I really liked this book. It’s 4.5 stars for me, but rounded down to four simply because I didn’t find it as amazing as some of my “most favorite read again and again” books. An average of one book out of every seven I await publication actually are as good as I think they will be. This book was delightfully so. I received it on Friday and tore through it. I would have read it in one sitting, but I had things I had to do over the weekend.
A lot of reviews are going around saying that they liked the idea but hated the execution and so on. I like to read a book at face value. I never expect anything to happen and let myself enjoy the ride. I think this contributed very highly to my perception of the story itself. There were good twists, a thrilling mystery, and enough action for me to have a hard time finding a stopping place to pause reading.

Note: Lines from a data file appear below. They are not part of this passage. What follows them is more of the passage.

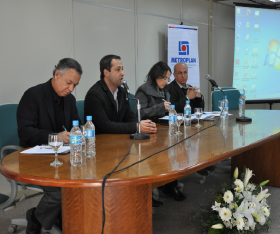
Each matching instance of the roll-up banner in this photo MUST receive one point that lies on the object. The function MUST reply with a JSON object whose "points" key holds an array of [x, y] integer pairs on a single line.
{"points": [[183, 47]]}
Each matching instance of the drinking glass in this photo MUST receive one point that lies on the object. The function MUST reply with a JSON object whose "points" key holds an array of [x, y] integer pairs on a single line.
{"points": [[179, 122], [55, 142], [198, 113]]}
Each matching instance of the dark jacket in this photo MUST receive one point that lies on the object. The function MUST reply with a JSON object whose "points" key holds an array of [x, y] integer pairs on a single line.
{"points": [[100, 104], [35, 115], [152, 105], [178, 98]]}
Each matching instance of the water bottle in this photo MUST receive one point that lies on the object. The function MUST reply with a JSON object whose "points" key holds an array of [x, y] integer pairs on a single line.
{"points": [[241, 105], [75, 144], [172, 121], [90, 137], [187, 114], [225, 107]]}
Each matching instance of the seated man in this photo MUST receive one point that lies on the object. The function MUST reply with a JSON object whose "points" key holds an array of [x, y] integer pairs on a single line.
{"points": [[106, 102], [180, 91], [44, 109]]}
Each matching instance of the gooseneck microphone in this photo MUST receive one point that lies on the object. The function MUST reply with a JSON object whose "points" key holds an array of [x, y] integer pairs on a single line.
{"points": [[213, 82], [124, 83]]}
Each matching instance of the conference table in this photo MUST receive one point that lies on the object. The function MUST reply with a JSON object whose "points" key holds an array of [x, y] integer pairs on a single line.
{"points": [[128, 193]]}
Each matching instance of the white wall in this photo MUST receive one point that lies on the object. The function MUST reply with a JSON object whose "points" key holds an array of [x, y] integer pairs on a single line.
{"points": [[36, 34]]}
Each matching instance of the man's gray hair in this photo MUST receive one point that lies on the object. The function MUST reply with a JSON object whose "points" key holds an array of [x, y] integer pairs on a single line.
{"points": [[67, 63]]}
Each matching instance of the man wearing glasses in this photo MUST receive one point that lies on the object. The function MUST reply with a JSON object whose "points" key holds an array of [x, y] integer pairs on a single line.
{"points": [[43, 109], [180, 91]]}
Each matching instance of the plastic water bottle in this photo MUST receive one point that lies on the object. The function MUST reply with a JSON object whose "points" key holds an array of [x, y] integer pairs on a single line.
{"points": [[75, 144], [90, 137], [241, 105], [172, 121], [225, 107], [187, 114]]}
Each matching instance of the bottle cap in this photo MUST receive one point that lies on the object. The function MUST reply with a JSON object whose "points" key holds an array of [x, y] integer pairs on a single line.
{"points": [[75, 122]]}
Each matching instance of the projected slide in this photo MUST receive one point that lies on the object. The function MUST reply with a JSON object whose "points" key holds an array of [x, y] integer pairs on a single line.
{"points": [[257, 53]]}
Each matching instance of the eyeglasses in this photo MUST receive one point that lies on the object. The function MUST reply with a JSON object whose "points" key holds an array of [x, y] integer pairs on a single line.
{"points": [[165, 78]]}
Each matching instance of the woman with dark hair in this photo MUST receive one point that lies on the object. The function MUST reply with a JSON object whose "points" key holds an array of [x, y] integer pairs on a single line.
{"points": [[154, 99], [153, 95]]}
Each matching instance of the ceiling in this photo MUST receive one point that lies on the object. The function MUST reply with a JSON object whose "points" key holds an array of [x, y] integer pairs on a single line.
{"points": [[251, 3]]}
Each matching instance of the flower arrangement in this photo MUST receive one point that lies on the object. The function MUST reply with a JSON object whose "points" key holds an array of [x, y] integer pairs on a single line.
{"points": [[241, 209]]}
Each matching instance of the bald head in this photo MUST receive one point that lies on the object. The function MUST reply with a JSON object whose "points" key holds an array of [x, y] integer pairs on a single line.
{"points": [[181, 73]]}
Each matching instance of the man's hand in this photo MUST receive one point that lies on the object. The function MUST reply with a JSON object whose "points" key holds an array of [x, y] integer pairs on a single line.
{"points": [[66, 136], [193, 93], [147, 126]]}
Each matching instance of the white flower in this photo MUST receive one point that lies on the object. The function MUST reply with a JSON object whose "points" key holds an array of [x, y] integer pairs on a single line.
{"points": [[252, 205], [237, 215], [216, 206], [253, 225], [231, 206], [248, 176], [262, 195], [246, 226], [247, 195], [228, 197], [240, 224], [265, 211], [228, 224], [235, 173], [225, 214], [218, 226], [244, 210], [239, 185]]}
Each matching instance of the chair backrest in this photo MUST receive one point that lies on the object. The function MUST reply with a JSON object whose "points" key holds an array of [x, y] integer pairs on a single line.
{"points": [[132, 102], [80, 107], [8, 125], [233, 96]]}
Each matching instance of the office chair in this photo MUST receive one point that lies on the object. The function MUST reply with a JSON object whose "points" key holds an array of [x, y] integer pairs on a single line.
{"points": [[9, 142], [80, 107], [233, 96]]}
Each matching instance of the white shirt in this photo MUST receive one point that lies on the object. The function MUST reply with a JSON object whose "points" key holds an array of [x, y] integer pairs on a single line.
{"points": [[115, 95]]}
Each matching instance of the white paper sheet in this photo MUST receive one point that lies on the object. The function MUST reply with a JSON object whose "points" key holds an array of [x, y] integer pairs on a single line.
{"points": [[45, 150]]}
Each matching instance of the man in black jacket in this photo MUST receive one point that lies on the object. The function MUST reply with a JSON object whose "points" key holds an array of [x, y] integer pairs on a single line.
{"points": [[107, 102], [180, 91], [45, 109]]}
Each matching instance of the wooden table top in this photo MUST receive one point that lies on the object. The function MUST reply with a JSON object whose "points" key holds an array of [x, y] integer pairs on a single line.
{"points": [[226, 139]]}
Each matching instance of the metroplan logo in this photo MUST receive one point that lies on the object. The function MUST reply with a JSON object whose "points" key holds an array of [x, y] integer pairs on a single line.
{"points": [[273, 54], [184, 48]]}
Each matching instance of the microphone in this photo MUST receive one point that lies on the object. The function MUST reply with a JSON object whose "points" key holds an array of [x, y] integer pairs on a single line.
{"points": [[124, 83], [213, 82]]}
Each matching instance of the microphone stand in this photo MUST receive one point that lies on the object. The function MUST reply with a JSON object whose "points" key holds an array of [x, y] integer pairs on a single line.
{"points": [[139, 135]]}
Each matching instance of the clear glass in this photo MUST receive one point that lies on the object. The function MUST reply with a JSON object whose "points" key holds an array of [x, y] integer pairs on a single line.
{"points": [[55, 142], [221, 106], [82, 127], [198, 113], [179, 121]]}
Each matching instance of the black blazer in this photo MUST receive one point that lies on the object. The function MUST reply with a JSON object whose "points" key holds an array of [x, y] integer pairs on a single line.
{"points": [[100, 104], [178, 98], [35, 115]]}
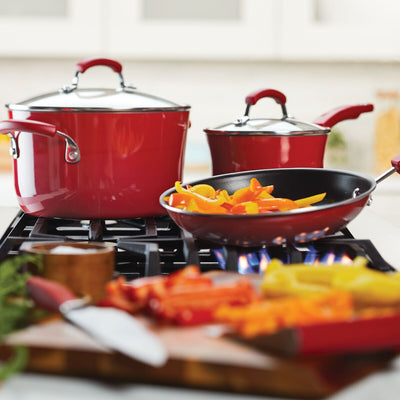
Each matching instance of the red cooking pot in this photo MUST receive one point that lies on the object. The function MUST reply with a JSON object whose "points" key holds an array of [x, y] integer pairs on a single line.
{"points": [[95, 153], [249, 144]]}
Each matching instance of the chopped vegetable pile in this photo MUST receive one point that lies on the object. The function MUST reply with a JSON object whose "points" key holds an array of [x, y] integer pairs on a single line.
{"points": [[186, 297], [254, 199], [290, 295]]}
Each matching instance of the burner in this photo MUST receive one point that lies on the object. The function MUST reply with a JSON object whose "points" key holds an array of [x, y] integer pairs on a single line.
{"points": [[156, 245]]}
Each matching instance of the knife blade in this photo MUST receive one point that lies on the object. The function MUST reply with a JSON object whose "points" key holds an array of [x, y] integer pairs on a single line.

Callie was highly likable. I didn’t adore her, but then do you adore every person you meet? She had pros and cons with more of an emphasis on the pros. Thinking back on my initial impression at the very beginning of the book (street rat, starving, wanting to protect her brother) to her becoming a “donor” she’s very different. There’s a bit of a void in the character development, but I think that is fairly consistent with the aspects of “donating” your body. Unfortunately, aside from the fellow “renters” Callie interacts with, little character development happens with the initial street rat possible love boy who takes care of her little brother alongside her. I do understand why her little brother and Michael would be lesser characters, but they felt a bit like a block of granite with half a face chiseled out. I hope they’ll play a bigger role in the next book, ENDERS, whenever that comes out.
The execution of the plot idea was, in my opinion, handled very well. It was plausible (I hate those dystopians that are very vague about what happened to the population on Earth and why because the foundation crumbles under scrutiny) and was actually a piece of the story itself, not as a result of or in addition to. There were many roads this book could have traveled with many plot threads left hanging, but I felt a sense of satisfaction when I came to the end of the book that only comes from that creative balance of closure and no closure. Am I dying to get a hold of the next book right this moment? No, not really. But I do anticipate its publication and will read it when it comes out.
If you enjoy dystopians that aren’t bogged down with too much emotional distraughtness or complicated jargon that flow fairly consistently, I think you ought to take this book for a spin. You might not be disappointed.